Newspaper article The Florida Times Union

Politics Could Muck Up St. Johns River Cleanup

Newspaper article The Florida Times Union

Politics Could Muck Up St. Johns River Cleanup

Article excerpt

If we are not careful, politics may prove to be be more

deadly to the St. Johns River than the poisonous gunk we've been

dumping into it for years.

A clear example of that has developed over the past several

weeks. It revolves around what at first appeared to be a rather

innocuous proposal to have the St. Johns designated as an

American Heritage River.

In this year's State of the Union address, President Clinton

called for 10 rivers in the country to carry such a designation.

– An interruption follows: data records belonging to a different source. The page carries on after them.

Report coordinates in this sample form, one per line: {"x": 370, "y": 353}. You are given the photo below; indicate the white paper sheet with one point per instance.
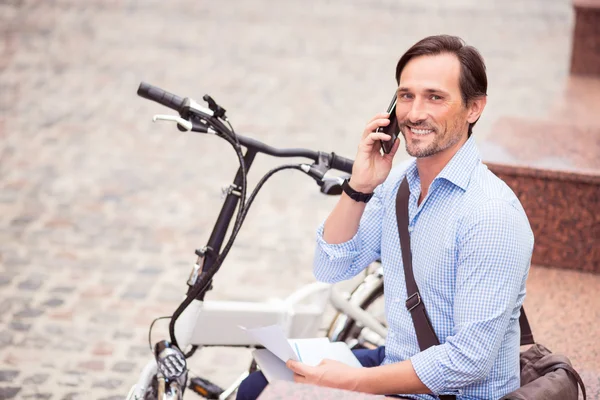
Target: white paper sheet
{"x": 273, "y": 339}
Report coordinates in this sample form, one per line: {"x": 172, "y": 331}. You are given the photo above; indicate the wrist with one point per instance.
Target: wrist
{"x": 360, "y": 187}
{"x": 363, "y": 381}
{"x": 355, "y": 194}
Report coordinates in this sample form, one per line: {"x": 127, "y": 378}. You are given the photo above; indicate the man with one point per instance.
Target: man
{"x": 470, "y": 239}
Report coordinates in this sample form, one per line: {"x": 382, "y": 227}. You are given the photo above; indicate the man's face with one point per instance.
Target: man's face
{"x": 430, "y": 111}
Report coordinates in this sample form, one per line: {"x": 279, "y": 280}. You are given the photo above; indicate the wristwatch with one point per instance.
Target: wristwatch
{"x": 353, "y": 194}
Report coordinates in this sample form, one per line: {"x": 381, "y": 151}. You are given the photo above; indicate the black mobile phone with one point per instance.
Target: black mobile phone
{"x": 391, "y": 129}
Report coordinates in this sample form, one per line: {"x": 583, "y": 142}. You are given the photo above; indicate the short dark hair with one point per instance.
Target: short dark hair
{"x": 473, "y": 78}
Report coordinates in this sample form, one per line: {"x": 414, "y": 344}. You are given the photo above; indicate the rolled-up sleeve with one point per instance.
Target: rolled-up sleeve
{"x": 338, "y": 262}
{"x": 495, "y": 244}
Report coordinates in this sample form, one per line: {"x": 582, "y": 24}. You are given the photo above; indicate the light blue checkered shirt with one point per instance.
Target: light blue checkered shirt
{"x": 471, "y": 246}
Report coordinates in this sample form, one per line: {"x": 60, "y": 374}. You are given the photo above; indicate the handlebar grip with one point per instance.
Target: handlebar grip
{"x": 160, "y": 96}
{"x": 341, "y": 163}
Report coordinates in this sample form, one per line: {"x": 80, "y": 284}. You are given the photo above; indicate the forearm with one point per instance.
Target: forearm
{"x": 342, "y": 224}
{"x": 391, "y": 379}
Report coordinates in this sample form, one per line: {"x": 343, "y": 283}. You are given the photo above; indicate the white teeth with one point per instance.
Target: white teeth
{"x": 421, "y": 131}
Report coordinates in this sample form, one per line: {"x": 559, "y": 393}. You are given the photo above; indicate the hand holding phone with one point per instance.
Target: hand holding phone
{"x": 391, "y": 129}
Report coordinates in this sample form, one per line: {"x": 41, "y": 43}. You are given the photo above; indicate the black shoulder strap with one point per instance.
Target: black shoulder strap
{"x": 425, "y": 334}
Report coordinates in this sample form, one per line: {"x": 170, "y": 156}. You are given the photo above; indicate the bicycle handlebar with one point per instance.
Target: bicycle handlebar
{"x": 177, "y": 103}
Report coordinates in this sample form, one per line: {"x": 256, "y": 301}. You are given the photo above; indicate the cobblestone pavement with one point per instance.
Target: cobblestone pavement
{"x": 100, "y": 210}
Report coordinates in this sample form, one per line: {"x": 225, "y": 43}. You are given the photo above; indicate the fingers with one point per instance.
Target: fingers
{"x": 379, "y": 116}
{"x": 394, "y": 149}
{"x": 300, "y": 379}
{"x": 298, "y": 367}
{"x": 373, "y": 138}
{"x": 376, "y": 123}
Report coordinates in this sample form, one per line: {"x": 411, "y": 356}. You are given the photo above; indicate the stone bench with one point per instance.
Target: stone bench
{"x": 554, "y": 169}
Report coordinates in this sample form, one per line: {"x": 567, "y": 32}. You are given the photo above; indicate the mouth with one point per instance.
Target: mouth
{"x": 419, "y": 131}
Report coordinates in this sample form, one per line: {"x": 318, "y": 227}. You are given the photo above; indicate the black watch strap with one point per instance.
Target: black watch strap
{"x": 353, "y": 194}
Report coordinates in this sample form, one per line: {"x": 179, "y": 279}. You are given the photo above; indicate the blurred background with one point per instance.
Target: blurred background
{"x": 101, "y": 210}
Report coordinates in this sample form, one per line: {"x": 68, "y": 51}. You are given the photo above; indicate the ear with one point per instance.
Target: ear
{"x": 476, "y": 107}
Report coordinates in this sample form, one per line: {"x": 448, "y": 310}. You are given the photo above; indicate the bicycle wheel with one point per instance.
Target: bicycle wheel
{"x": 369, "y": 296}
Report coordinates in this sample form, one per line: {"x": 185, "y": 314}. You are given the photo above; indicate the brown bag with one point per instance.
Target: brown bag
{"x": 544, "y": 376}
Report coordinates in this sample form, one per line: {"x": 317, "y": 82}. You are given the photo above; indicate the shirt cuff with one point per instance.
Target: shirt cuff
{"x": 428, "y": 370}
{"x": 341, "y": 250}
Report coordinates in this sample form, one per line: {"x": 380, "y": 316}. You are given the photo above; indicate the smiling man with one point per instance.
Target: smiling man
{"x": 470, "y": 238}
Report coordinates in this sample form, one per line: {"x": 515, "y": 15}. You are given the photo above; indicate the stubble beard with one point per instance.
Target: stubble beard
{"x": 437, "y": 145}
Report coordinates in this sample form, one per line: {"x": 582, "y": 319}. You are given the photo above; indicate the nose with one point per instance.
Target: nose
{"x": 417, "y": 113}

The proposal was actually part of an effort to "re-invent

government" by making it less bureaucratic and more responsive

to people -- popular themes these days.

The benefit of the program would be that instead of dictating,

the federal government would listen to the communities involved

and help them reach their goals for improving the quality of

their rivers.

It would be a "bottom-up" approach. There would be better

coordination among the various federal agencies whose rulings

can affect a river. And there might even be some federal dollars

down the road.

The proposal stressed that "the initiative will create no new

regulatory requirements for individuals or state and local

governments."

Officials with the St. Johns River Water Management District,

especially intrigued by the possibility of federal dollars for

help in cleaning up the river, began promoting the designation

as perhaps the greatest thing since sliced bread.

Then the politics began.

It was not surprising that agricultural interests and land

developers, always nervous about even the remote possibility of

regulations, expressed reservations.

It was a bit of a stretch, but not totally unexpected, that the

save the Rodman Reservoir folks jumped into the fray, shouting

that the designation was just a federal disguise to force the

draining of Rodman and the restoration of the Ocklawaha River,

which flows into the St. Johns.

Then, of course -- as always in these times -- there was the

anti-federal government, antiBill Clinton faction.